The panels plot per-allele effect sizes for a BMI, b weight, c height, d body fat percentage, e body fat mass and f body fat-free mass ( x -axes) against per-allele effect size for depression ( y -axis) For the anthropometric measures, effect sizes are measured in SDs, for depression the effect size is log-odds ratio. For each plot we estimate the slope using inverse-variance regression (red solid line), inverse-variance regression after excluding SNPs showing evidence for pleiotropy (orange solid line), weighted-median regression (green solid line) and Egger regression (blue solid line). The corresponding colored dashed lines represent the 95% confidence intervals for the slopes, while the vertical blue segment marks a 95% confidence interval for the intercept from Egger regression. The horizontal black solid line indicates no effect

The panels plot per-allele effect size for depression ( x -axis) against per-allele effect sizes for a BMI, b weight, c height, d body fat percentage, e body fat mass and f body fat-free mass ( y -axes). For the anthropometric measures, effect sizes are measured in SDs, for depression the effect size is log-odds ratio. For each plot we estimate the slope using inverse-variance regression (red solid line), inverse-variance regression after excluding SNPs showing evidence for pleiotropy (orange solid line), weighted-median regression (green solid line) and Egger regression (blue solid line). The corresponding colored dashed lines represent the 95% confidence intervals for the slopes, while the vertical blue segment marks a 95% confidence interval for the intercept from Egger regression. The horizontal black solid line indicates no effect

Figure 1a confirms that BMI is a causal risk factor for depression. The estimated slope from inverse-weighted regression is 0.17 (SD 0.03), which is significantly greater than zero ( P  = 1e−7) and indicates that a 1-SD increase in BMI corresponds to a 0.17 increase in the log-odds ratio (OR) for depression. Figure 1b indicates there is a causal relationship between weight and depression; however, the estimated slope (0.13, SD 0.03) is less than that for BMI, which supports the current preference to measure obesity using BMI rather than weight. Figure 1c suggests that height (short stature) is a causal risk factor for depression; the estimated slope is −0.06 (SD 0.02), indicating that a 1-SD increase in height corresponds to a 0.06 decrease in the log-odds ratio (OR) for depression.

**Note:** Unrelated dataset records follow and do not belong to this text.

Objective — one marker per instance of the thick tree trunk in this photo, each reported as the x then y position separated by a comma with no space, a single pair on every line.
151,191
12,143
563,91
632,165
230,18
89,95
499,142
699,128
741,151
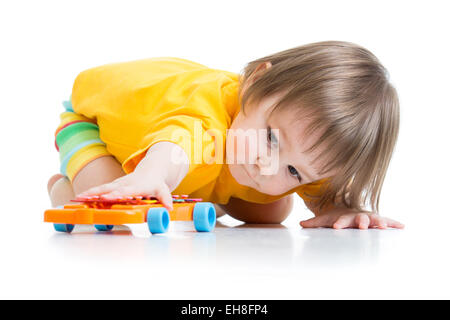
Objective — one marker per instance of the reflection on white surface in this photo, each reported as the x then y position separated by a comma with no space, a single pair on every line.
236,261
263,246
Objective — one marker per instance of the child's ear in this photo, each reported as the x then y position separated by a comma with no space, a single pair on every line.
258,72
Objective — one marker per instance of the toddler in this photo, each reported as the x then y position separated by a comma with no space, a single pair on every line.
320,120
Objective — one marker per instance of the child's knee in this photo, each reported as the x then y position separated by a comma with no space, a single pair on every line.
98,171
53,179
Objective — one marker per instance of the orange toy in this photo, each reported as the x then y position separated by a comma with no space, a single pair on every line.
104,214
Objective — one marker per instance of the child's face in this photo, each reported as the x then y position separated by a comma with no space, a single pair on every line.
274,159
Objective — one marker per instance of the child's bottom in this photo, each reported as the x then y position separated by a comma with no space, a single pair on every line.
97,172
78,141
85,161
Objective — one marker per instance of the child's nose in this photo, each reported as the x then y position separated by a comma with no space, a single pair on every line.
264,164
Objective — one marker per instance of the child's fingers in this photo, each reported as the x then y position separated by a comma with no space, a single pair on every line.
344,221
99,190
383,223
362,221
377,222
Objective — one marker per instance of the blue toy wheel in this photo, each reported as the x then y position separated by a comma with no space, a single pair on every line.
104,227
204,216
158,220
62,227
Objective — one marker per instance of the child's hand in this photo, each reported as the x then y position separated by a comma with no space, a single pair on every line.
134,184
350,219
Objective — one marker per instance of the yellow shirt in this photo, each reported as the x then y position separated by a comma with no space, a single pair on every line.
139,103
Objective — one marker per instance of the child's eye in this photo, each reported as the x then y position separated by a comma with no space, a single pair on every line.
271,139
293,172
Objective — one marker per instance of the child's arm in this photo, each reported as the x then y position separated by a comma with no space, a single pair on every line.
274,212
157,174
339,217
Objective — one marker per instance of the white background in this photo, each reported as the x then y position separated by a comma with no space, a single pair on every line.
45,44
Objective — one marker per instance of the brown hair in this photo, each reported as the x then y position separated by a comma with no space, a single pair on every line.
345,91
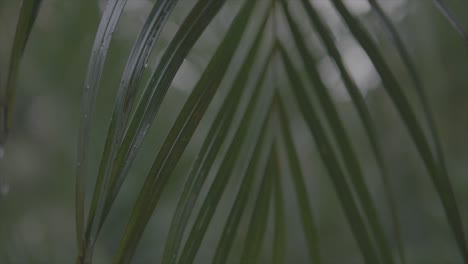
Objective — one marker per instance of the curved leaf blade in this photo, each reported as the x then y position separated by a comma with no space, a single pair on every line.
356,221
439,176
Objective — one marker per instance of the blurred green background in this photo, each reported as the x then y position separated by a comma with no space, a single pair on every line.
37,169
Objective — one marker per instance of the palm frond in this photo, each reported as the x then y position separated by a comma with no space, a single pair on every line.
442,6
252,144
27,17
437,172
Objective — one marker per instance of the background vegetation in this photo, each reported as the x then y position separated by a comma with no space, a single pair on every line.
38,168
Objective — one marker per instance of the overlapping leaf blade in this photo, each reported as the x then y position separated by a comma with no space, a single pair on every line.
96,62
437,172
27,17
209,150
343,191
305,208
124,100
181,133
344,143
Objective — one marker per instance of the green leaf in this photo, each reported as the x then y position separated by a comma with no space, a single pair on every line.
437,172
231,228
259,219
343,191
279,239
209,150
181,133
440,4
364,113
344,143
125,98
96,62
252,124
27,16
307,216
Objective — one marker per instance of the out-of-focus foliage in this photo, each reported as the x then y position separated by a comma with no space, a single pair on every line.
37,216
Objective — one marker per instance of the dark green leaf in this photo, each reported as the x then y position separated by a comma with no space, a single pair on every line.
343,191
307,216
344,143
181,132
437,172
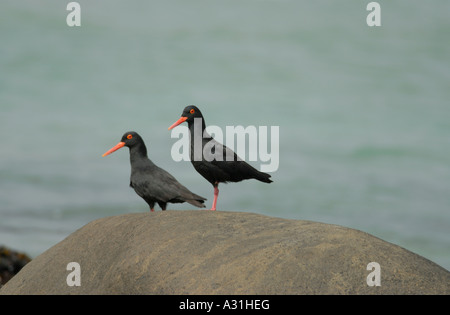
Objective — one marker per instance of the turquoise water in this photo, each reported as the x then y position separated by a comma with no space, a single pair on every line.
364,113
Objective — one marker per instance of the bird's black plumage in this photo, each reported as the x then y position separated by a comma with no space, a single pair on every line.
213,160
151,182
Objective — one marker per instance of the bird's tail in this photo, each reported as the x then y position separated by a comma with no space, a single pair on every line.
263,177
197,202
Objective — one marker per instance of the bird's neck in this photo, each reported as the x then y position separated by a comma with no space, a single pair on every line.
198,137
197,129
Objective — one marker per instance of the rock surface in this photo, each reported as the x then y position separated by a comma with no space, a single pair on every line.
11,262
206,252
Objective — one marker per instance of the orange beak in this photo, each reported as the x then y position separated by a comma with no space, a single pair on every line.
179,121
115,148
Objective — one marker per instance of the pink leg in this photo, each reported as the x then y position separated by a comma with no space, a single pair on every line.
216,194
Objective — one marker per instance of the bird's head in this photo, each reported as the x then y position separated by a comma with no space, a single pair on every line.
129,139
189,113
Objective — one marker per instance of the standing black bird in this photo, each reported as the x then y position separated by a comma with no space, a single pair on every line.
151,182
214,161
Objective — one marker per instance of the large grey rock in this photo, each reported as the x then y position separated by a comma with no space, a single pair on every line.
206,252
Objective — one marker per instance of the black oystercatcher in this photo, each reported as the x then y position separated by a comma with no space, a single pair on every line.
214,161
151,182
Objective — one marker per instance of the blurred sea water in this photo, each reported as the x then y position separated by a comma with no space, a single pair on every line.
363,112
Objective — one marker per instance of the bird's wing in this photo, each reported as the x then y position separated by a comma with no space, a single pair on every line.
160,185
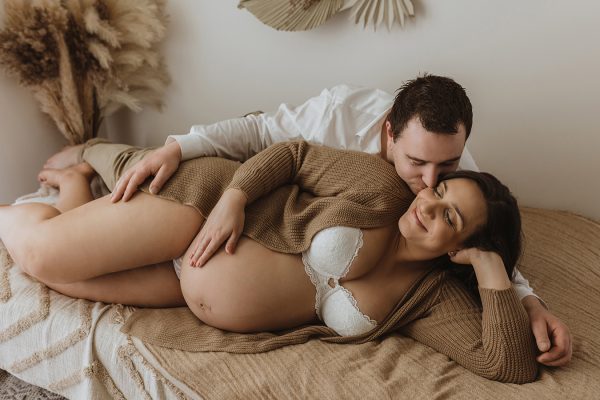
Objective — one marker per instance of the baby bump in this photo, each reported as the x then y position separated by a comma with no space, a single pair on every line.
255,289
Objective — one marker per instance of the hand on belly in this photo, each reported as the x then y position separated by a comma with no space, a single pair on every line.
254,289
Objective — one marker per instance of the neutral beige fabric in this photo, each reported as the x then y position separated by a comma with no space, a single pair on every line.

Figure 1d and e shows that whole-body fat percentage and whole-body fat mass are both causal risk factors for depression; the estimated slopes are very similar (0.20, SD 0.04 and 0.19, SD 0.03, respectively) indicating that there is no advantage to normalizing (i.e., measuring fat percentage instead of fat mass). The estimated slope in Fig. 1f is 0.06 (SD 0.03), indicating that MR finds no evidence that whole-body nonfat is a causal risk factor for depression.

Figure 2 shows that, consistent with previous studies, there is no significant evidence that depression is a causal risk factor for any of the six anthropometric measures investigated here.

Table 3 reports results from our secondary analysis. For each of the 15 location-specific anthropometric measures, the results are consistent with those from the whole-body version; i.e., regardless of whether we consider trunk, right arm, left arm, right leg, or left arm, we again find that fat percentage and fat mass are causally associated with depression, but that nonfat mass is not. For fat percentage and fat mass, we are interested in comparing slope estimates, as significant differences would indicate that risk of developing depression depends on fat location. The largest difference is observed for fat percentage, where the estimated slope for left leg (0.34, SD 0.06) is approximately twice that for trunk (0.16, SD 0.04); however, although this difference is nominally significance ( P  = 0.01), it is not significant after correction for multiple comparisons.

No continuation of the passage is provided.